Creative climate activists use paintings for protests
By Amy Bradley
On Wednesday 22nd February, climate activists from King’s College London used non-violent protesting to campaign for urgent divestment of fossil fuels at the university. Concerns have circulated around the use of fossil fuels and their damaging effects on climate change for many years, but now students at KCL are taking a stand.
The actions have become part of a weekly movement in response to the lack of acknowledgment of the issue, despite grounding scientific evidence on the use of such resources and their consequences.
The burning of fossil fuels, such as oil and coal, releases carbon dioxide into the atmosphere and is said to be one of the leading causes of environmental sustainability issues.
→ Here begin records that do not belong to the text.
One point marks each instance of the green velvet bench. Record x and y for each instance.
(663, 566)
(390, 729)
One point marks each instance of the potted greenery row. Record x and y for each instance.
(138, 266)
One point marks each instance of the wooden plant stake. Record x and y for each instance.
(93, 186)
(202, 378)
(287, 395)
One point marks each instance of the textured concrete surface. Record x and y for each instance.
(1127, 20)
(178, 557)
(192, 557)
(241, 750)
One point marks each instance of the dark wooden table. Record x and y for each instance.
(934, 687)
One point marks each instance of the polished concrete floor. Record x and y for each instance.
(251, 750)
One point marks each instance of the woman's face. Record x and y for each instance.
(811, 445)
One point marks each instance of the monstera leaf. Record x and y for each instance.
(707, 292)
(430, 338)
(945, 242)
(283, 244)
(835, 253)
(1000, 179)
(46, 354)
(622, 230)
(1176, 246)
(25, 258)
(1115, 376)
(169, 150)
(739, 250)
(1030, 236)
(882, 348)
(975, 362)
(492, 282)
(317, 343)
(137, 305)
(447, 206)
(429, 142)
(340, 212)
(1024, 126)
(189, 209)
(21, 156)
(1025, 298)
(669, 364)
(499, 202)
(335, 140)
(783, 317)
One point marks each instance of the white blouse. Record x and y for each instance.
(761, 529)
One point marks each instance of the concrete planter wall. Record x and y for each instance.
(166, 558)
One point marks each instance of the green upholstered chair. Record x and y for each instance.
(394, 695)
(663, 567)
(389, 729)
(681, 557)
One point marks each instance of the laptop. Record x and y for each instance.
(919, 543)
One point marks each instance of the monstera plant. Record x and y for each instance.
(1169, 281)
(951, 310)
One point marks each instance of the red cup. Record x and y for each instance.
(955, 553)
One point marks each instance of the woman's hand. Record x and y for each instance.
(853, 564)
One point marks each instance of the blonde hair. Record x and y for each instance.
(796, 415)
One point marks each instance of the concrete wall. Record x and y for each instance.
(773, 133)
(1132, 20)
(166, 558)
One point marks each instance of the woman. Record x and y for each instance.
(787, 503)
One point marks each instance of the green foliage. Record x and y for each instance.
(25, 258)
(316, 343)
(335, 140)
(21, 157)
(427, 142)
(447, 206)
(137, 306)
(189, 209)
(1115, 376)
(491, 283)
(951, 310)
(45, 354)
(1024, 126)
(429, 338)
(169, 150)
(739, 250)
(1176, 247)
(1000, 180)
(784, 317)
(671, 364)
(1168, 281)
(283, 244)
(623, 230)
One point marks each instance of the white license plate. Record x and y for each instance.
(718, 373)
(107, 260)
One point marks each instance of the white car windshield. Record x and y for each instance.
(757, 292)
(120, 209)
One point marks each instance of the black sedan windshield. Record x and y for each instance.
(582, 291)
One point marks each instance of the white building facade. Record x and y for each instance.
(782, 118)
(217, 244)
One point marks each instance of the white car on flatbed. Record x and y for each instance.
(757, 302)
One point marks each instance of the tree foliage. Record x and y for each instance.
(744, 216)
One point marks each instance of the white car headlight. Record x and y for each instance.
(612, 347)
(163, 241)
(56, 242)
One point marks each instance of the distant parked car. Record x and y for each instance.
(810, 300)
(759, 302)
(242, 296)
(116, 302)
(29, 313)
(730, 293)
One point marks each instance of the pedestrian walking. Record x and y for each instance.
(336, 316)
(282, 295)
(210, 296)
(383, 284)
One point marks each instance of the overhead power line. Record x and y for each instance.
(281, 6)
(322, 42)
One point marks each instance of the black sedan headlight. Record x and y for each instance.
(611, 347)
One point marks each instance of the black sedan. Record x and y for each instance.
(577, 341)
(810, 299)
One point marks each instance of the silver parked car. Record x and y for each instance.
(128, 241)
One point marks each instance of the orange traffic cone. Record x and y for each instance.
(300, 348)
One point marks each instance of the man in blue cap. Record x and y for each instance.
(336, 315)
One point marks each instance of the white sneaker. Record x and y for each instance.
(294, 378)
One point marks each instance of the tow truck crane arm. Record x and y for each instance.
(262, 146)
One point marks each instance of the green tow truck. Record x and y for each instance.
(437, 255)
Previous campaigning has resulted in suspension, criminal damage charges, and arrests amongst participators, many of whom study at the institution. One PhD student at the university, Roger Hallam, said of his frustration: “It has now become necessary to spray paint the entrance of an institution which has been ignoring the basic science on climate change for three decades.”
The painting of the Strand campus, home to faculties including the arts, humanities, and social sciences, is just one of the contributing actions of an ever growing passionate campaign group.
Student fasts, further protests, and louder voices have been promised by activists at King’s College Climate Emergency, should the university choose to continue what is seen to be ignorance of this matter.